How to Safely Use (and Remove) Magnetic Eyeliner

"Apply the eyeliner only to the skin of the upper lash line, never on the waterline, which can be harmful to the eye," cautions Hilal-Campo. (She adds that using a clean brush every time, rather than the included applicator, can go a long way toward avoiding infection.) Let it dry for two to three minutes, but keep your eyes closed during this time to prevent transfer, says Curry, who also underscores the importance of avoiding the waterline. The lashes should then pop right on.

When it comes time to take everything off, slowly and gently pull up on the lash band, using either a lash applicator tool or your (clean) fingers, says Curry. Start at the outer corner and work your way inward, she suggests. Gentle is the name of the game here, as using too much force can not only potentially damage the lash but also increase the risk that the magnets get inside your eye, notes Shrestha.

To remove the eyeliner, Hilal-Campo suggests using an oil-based makeup remover; it can help to both melt off stubborn makeup and nourish dry skin, she says. "Rather than rubbing the delicate skin of the eyelids, which can cause irritation and skin laxity over time, press and hold a makeup remover-saturated cotton pad against the area, or use a cotton swab for a more targeted approach. Repeat until all traces of makeup are gone," she says.

Once your eyes are clean, it's important to clean your lashes—again, this will help both maintain their integrity so that you can reuse them and mitigate the likelihood that they turn into a petri dish. Curry advises gently rubbing magnetic lashes with a cotton swab soaked in an oil-free eye makeup remover to clean off residue: "This helps the magnets last longer," she says. Then, gently run another cotton swab soaked with 90 percent rubbing alcohol along the lash band and magnets to help remove any bacteria and leftover residue, she says. Use a lash comb to separate the lashes and lay them on a clean, flat surface to dry. Once they're fully dry, store them in an acrylic lash box, out of direct sunlight.

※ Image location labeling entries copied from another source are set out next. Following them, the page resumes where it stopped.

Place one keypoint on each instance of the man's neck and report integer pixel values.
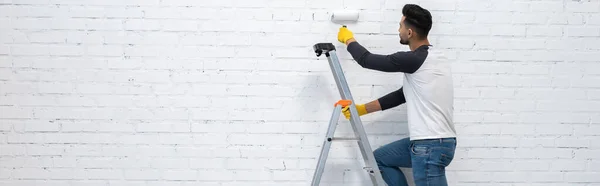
(416, 44)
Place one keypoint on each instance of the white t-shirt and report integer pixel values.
(427, 88)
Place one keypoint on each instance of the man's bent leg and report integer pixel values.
(430, 159)
(392, 156)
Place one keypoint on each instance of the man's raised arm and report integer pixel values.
(407, 62)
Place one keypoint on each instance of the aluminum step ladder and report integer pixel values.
(360, 135)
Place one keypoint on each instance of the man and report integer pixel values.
(428, 93)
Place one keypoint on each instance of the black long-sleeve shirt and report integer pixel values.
(404, 61)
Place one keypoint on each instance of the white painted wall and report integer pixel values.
(229, 93)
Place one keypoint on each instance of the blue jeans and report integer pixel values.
(427, 158)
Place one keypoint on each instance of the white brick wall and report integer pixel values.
(229, 93)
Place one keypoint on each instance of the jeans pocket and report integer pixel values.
(446, 156)
(419, 150)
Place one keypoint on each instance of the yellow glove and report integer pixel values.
(344, 35)
(362, 110)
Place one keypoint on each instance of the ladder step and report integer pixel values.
(342, 139)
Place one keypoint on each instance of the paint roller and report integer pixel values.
(344, 17)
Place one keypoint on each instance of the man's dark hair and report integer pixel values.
(417, 18)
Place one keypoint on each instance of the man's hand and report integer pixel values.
(362, 110)
(345, 35)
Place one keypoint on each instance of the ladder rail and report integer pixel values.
(326, 145)
(357, 126)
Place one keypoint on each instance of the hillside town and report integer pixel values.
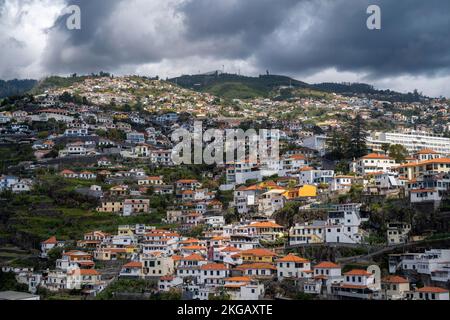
(355, 206)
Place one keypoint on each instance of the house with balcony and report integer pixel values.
(132, 269)
(357, 284)
(293, 267)
(394, 288)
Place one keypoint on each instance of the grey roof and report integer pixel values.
(14, 295)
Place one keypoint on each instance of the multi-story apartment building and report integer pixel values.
(413, 141)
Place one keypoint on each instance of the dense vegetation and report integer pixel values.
(233, 86)
(15, 87)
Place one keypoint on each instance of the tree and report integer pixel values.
(357, 136)
(398, 152)
(337, 145)
(385, 147)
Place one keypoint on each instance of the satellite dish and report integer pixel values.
(374, 269)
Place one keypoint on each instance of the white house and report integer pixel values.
(374, 163)
(292, 266)
(212, 274)
(431, 293)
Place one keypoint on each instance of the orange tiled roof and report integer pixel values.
(293, 258)
(265, 224)
(193, 257)
(327, 265)
(395, 279)
(238, 279)
(89, 272)
(214, 266)
(427, 151)
(258, 265)
(259, 252)
(133, 264)
(51, 240)
(432, 290)
(358, 272)
(230, 249)
(376, 156)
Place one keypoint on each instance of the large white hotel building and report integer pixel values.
(413, 141)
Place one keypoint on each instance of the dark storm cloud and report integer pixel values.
(247, 22)
(293, 36)
(414, 39)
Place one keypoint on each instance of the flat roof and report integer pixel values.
(15, 295)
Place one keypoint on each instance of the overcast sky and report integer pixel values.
(311, 40)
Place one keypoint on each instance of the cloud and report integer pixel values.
(309, 39)
(23, 25)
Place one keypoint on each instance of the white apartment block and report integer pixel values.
(413, 141)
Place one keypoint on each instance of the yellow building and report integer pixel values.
(307, 191)
(413, 170)
(110, 206)
(257, 255)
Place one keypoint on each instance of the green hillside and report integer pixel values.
(232, 86)
(15, 87)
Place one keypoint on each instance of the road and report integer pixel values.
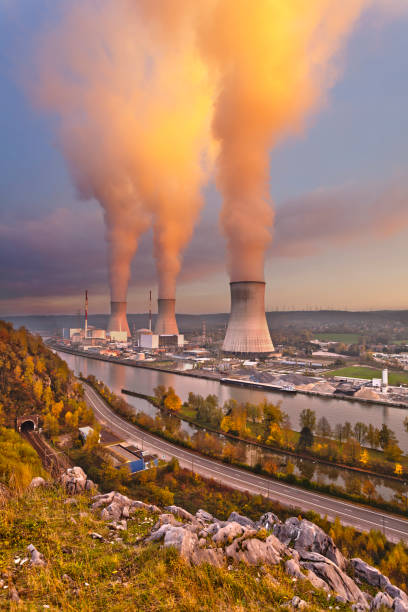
(394, 527)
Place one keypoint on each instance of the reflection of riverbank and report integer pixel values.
(189, 371)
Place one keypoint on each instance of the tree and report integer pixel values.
(360, 432)
(386, 436)
(392, 452)
(323, 428)
(172, 401)
(307, 419)
(306, 438)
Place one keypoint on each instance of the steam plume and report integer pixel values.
(133, 108)
(273, 63)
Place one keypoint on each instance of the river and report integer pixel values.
(118, 377)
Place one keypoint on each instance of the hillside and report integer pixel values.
(88, 551)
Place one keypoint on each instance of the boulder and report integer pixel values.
(226, 534)
(267, 521)
(307, 536)
(37, 482)
(334, 577)
(400, 605)
(203, 515)
(36, 557)
(234, 517)
(255, 552)
(74, 480)
(292, 568)
(368, 573)
(380, 601)
(180, 513)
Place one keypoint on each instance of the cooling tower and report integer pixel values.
(247, 332)
(166, 317)
(118, 319)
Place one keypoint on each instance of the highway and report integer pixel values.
(364, 519)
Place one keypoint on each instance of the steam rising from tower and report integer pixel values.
(118, 320)
(247, 332)
(166, 323)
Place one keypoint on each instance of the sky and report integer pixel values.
(340, 190)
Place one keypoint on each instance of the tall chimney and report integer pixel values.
(247, 331)
(166, 319)
(118, 319)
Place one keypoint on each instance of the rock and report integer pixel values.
(213, 556)
(308, 536)
(180, 512)
(267, 521)
(118, 525)
(166, 519)
(336, 579)
(400, 605)
(226, 534)
(297, 603)
(381, 600)
(74, 480)
(369, 574)
(36, 557)
(234, 517)
(292, 568)
(254, 552)
(204, 516)
(14, 596)
(37, 482)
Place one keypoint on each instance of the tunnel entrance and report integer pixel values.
(27, 426)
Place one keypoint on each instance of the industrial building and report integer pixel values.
(247, 331)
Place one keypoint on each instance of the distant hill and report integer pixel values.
(316, 319)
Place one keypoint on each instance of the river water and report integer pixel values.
(118, 377)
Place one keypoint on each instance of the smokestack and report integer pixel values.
(86, 313)
(166, 320)
(118, 320)
(247, 331)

And while it hopefully goes without mentioning, as is the case with any type of eye makeup product, Shrestha warns that you should never share your magnetic eyeliner or magnetic eyelashes with anyone else.

The Final Takeaway

Magnetic eyeliner and magnetic eyelashes offer an admittedly easier, less messy way to rock false lashes. So long as your eyes aren't sensitive, you confirm that you're not allergic to the liner, and you use and remove both the lashes and liner correctly, they're safe for most people. However, it's still best for your eye health to reserve them—or any other type of false lashes—for special occasions only.